Start by placing the 2 pounds of boneless skinless chicken breasts at the bottom of your crock pot. Make sure they are evenly distributed for consistent cooking.
Pour 16 ounces of Olive Garden Italian Dressing (or your favorite Italian dressing) over the chicken. This dressing not only flavors the chicken but will also create a delicious sauce as it cooks.
Sprinkle 1 teaspoon of ground black pepper over the chicken and dressing. This will enhance the flavors and give a little kick to the dish.
Cube 8 ounces of cream cheese and add it to the crock pot. The cream cheese will melt and create a rich, creamy texture that binds the dish together.
Cover the crock pot and cook on low for 6-7 hours or on high for 3-4 hours. The chicken should be tender and easily shred with a fork when done.
About 30 minutes before serving, cook 16 ounces of penne pasta according to package instructions in a large pot of salted boiling water. Drain the pasta and set aside.

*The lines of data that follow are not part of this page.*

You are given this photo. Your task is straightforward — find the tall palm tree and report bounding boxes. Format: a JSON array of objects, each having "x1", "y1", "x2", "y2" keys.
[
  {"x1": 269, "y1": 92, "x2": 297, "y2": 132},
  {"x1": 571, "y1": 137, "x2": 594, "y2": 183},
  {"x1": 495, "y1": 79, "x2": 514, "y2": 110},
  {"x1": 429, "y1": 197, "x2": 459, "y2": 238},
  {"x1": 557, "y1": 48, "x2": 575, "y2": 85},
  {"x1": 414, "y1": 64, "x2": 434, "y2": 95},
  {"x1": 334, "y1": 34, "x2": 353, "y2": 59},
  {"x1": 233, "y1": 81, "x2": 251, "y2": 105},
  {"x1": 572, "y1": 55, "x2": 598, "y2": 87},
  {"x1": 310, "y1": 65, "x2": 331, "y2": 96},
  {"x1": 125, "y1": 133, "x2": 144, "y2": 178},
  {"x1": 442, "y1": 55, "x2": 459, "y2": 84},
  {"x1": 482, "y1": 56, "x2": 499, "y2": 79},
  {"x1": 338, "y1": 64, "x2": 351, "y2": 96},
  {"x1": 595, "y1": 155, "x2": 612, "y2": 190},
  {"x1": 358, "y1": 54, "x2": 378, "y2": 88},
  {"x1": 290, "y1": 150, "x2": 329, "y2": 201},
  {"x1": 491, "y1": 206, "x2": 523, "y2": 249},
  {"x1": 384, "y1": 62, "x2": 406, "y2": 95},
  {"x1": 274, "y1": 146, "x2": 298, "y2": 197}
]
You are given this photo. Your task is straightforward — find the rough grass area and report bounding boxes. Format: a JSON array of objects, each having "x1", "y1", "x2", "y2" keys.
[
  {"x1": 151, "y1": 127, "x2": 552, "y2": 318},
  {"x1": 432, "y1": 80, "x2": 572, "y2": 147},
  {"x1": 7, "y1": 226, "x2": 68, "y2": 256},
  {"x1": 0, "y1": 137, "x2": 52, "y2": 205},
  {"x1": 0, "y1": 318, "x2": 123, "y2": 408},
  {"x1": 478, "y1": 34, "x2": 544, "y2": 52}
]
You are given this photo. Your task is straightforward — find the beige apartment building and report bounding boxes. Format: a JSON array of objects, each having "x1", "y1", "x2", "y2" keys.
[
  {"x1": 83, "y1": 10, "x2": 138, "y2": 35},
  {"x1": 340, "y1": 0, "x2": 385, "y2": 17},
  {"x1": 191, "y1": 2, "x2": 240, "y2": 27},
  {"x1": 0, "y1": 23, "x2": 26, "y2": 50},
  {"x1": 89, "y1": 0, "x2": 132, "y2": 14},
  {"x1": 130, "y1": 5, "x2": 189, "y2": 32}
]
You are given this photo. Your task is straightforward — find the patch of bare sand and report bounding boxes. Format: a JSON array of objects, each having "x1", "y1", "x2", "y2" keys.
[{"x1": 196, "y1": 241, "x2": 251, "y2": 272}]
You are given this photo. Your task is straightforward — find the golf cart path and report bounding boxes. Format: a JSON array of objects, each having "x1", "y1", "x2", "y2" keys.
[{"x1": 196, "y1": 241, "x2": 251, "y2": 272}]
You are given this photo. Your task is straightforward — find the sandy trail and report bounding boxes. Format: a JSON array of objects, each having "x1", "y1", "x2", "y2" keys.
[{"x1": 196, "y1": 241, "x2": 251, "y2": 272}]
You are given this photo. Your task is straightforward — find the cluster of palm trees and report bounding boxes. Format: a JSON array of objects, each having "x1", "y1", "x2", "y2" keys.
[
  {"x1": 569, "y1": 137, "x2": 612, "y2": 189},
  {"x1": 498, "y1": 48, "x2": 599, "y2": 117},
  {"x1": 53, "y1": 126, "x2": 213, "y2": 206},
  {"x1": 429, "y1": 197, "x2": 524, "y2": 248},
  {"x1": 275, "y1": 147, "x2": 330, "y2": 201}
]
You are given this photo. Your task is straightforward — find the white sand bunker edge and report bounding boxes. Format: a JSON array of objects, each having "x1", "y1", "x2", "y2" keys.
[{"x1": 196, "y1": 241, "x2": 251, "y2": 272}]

Once the chicken is cooked, shred it using two forks. Stir the shredded chicken and melted cream cheese mixture together, then add the cooked penne pasta to the crock pot. Mix everything well to ensure the pasta is coated with the creamy sauce.
Sprinkle in 1 cup of grated Parmesan cheese, reserving a small amount for garnish. Stir until the cheese is melted and well incorporated into the dish.
Serve the Crock Pot Olive Garden Chicken Pasta hot, garnished with parsley if desired. Enjoy your homemade Italian feast!